First president to fill the entire body of the United States federal judges; including the Supreme Court.
First president to be declared an honorary citizen of a foreign country, and an honorary citizen of France.
John Adams ... /// Text truncated
DOMESTIC POLICY
- George Washington:
- John Adams:
""";
- DOMESTIC POLICY shows the model that you want it to start each group with the category in all caps.
- - George Washington: shows the model to start each section with George Washington's accomplishments listed on one line.
- - John Adams: shows the model that it should list remaining presidents in chronological order.
Example prompt using .NET
.NET provides various tools to prompt and chat with different AI models. Use Semantic Kernel to connect to a wide variety of AI models and services, as well as other SDKs such as the official OpenAI .NET library. Semantic Kernel includes tools to create prompts with different roles and maintain chat history, as well as many other features.
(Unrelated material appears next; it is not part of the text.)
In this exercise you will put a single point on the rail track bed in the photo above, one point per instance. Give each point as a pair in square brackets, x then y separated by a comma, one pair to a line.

Consider the following code example:
using Microsoft.SemanticKernel;
using Microsoft.SemanticKernel.ChatCompletion;
// Create a kernel with OpenAI chat completion
#pragma warning disable SKEXP0010
Kernel kernel = Kernel.CreateBuilder()
.AddOpenAIChatCompletion(
modelId: "phi3:mini",
endpoint: new Uri("http://localhost:11434"),
apiKey: "")
.Build();
var aiChatService = kernel.GetRequiredService<IChatCompletionService>();
var chatHistory = new ChatHistory();
chatHistory.Add(
new ChatMessageContent(AuthorRole.System, "You are a helpful AI Assistant."));
while (true)
{
// Get user prompt and add to chat history
Console.WriteLine("Your prompt:");
chatHistory.Add(new ChatMessageContent(AuthorRole.User, Console.ReadLine()));
// Stream the AI response and add to chat history
Console.WriteLine("AI Response:");
var response = "";
await foreach (var item in
aiChatService.GetStreamingChatMessageContentsAsync(chatHistory))
{
Console.Write(item.Content);
response += item.Content;
}
chatHistory.Add(new ChatMessageContent(AuthorRole.Assistant, response));
Console.WriteLine();
}
The preceding code provides examples of the following concepts:
- Creates a chat history service to prompt the AI model for completions based on author roles.
- Configures the AI with an
AuthorRole.System
message. - Accepts user input to allow for different types of prompts in the context of an
AuthorRole.User
. - Asynchronously streams the completion from the AI to provide a dynamic chat experience.
Extend your prompt engineering techniques
You can also increase the power of your prompts with more advanced prompt engineering techniques that are covered in depth in their own articles.
- LLMs have token input limits that constrain the amount of text you can fit in a prompt. Use embeddings and vector database solutions to reduce the number of tokens you need to represent a given piece of text.
- LLMs aren't trained on your data unless you train them yourself, which can be costly and time-consuming. Use retrieval augmented generation (RAG) to make your data available to an LLM without training it.